Bu dönemde kurulan Kürt cemiyetleri ve çıkardıkları yayınlar, Kürt milliyetçiliğinin oluşum ve gelişmesini büyük ölçüde belirler. Nitekim bu alanda çalışmaları olan Mehmet Şükrü Hanioğlu, “Kürd Teavün ve Terakki Cemiyeti çevresinde bir Kürt ulusçuluk hareketinin başladığını”[7] belirtmektedir. Aynı şekilde Bilal Şimşir, “Cemiyetin tüzüğünde, bir yandan Osmanlılık kimliği vurgulanırken diğer yandan Kürt kimliği öne çıkarılarak ayrılıkçılık, Kürtçülük yapılmıştır”[8] der. Tarihçi Tarık Zafer Tunaya ise, “İkinci Meşrutiyet dönemi içinde kurulan Kürt cemiyetleri(nin) Osmanlı ülkesinden ayrılma amacını gütmemiş”[9] olduklarını belirtmektedir.
(Yazılar, yazarların görüşlerini yansıtmaktadır. Rûdaw Medya Grubu'nun kurumsal bakış açısıyla örtüşebilir ya da örtüşmeyebilir.)
[1] Kürdler Cemiyeti Adına Lûtfi, Emir Bedirhan, İctihad Matbaası, 1908
[2] Kadri Cemil Paşa (Zinar Sîlopî), Doza Kurdistan (Kürdistan Davası): Kürt Milletinin 60 Yıllık Esaretten Kurtuluş Savaşı Hatıraları, Özge Yayınları, Ankara, 1991, s. 31
[3] Malmîsanij, Yirminci Yüzyılın Başında Diayrbekir’de Kürt Ulusçuluğu (1900-1920), Weşanxaneyê Vateyî, İstanbul, 2010, s. 16
[4] Kürd Tevaün ve Terakki Cemiyeti Gazetesi, no: 1, Hicri 11 Zilkade 1326 (5 Aralık 1908).
[5] Kürd Tevaün ve Terakki Cemiyeti Gazetesi, Kovara Kurdi-Tirkî & Kürdçe-Türkçe Dergi (1908-
1909), Wergêr: M. Emîn Bozarslan, Sweden, 1998, s. 68.

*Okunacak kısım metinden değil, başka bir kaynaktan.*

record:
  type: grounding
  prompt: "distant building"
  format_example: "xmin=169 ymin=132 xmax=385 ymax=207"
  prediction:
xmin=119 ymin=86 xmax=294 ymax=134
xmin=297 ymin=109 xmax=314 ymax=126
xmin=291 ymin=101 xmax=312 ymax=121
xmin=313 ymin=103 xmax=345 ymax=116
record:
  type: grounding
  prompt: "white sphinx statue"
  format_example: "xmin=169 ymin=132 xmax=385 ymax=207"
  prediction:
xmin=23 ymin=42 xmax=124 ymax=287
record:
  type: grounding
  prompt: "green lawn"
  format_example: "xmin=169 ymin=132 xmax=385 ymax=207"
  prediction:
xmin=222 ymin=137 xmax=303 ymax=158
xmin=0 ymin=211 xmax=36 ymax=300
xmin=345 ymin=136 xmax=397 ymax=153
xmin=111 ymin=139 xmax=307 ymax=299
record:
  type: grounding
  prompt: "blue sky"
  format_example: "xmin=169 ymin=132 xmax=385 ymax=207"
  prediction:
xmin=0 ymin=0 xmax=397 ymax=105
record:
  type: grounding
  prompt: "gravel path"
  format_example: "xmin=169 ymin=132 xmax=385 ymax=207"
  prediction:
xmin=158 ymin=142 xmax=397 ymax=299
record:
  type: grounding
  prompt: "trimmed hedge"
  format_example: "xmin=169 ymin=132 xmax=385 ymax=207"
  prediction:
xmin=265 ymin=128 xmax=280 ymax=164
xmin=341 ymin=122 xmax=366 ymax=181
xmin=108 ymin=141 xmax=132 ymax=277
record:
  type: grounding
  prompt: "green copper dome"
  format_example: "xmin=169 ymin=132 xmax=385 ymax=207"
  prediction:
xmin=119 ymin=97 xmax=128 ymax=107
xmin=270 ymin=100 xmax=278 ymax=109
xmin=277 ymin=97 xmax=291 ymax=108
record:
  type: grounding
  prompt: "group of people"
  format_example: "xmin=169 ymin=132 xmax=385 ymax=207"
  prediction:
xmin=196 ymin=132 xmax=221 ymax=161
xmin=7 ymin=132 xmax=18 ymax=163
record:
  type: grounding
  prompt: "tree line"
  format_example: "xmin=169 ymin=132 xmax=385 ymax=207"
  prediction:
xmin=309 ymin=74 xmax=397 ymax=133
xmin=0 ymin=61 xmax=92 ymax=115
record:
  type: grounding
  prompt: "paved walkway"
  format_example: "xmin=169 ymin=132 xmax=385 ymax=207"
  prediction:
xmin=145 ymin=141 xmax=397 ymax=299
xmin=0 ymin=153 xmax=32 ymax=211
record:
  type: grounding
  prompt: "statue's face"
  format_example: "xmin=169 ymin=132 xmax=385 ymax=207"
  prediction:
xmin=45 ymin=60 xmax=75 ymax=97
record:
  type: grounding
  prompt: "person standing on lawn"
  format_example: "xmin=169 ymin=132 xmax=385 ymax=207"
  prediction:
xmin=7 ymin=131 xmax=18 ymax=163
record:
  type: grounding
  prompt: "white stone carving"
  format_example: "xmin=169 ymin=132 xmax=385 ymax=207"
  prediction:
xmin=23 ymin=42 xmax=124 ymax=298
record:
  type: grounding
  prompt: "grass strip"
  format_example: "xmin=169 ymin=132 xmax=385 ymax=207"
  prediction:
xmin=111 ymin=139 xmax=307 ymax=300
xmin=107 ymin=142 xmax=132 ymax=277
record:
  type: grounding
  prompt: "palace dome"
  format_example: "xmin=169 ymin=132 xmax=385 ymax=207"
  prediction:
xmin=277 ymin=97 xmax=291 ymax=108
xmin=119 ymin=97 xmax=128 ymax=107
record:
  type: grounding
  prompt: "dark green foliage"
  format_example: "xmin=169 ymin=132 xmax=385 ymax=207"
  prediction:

[6] Kürd Tevaün ve Terakki Cemiyeti Gazetesi, Kovara Kurdi-Tirkî & Kürdçe-Türkçe Dergi (1908-
1909), Wergêr: M. Emîn Bozarslan, Sweden, 1998, s. 54.
[7] Dr. M. Şükrü Hanioğlu, Bir Siyasal Düşünür Olarak Doktor Abdullah Cevdet ve Dönemi, Üçdal
Neşriyat, Ankara, 1981, s. 315
[8] Bilal Şimşir, Kürtçülük 1787-1923, Bilgi Yayınevi, 3. Basım, İstanbul, 2009, s. 258.
[9] 35 T. Zafer Tunaya, Türkiye’de Siyasal Partiler, Cilt 1, İkinci Meşrutiyet Dönemi, İletişim Yayınları, 4. Baskı, İstanbul, 2011, s. 434.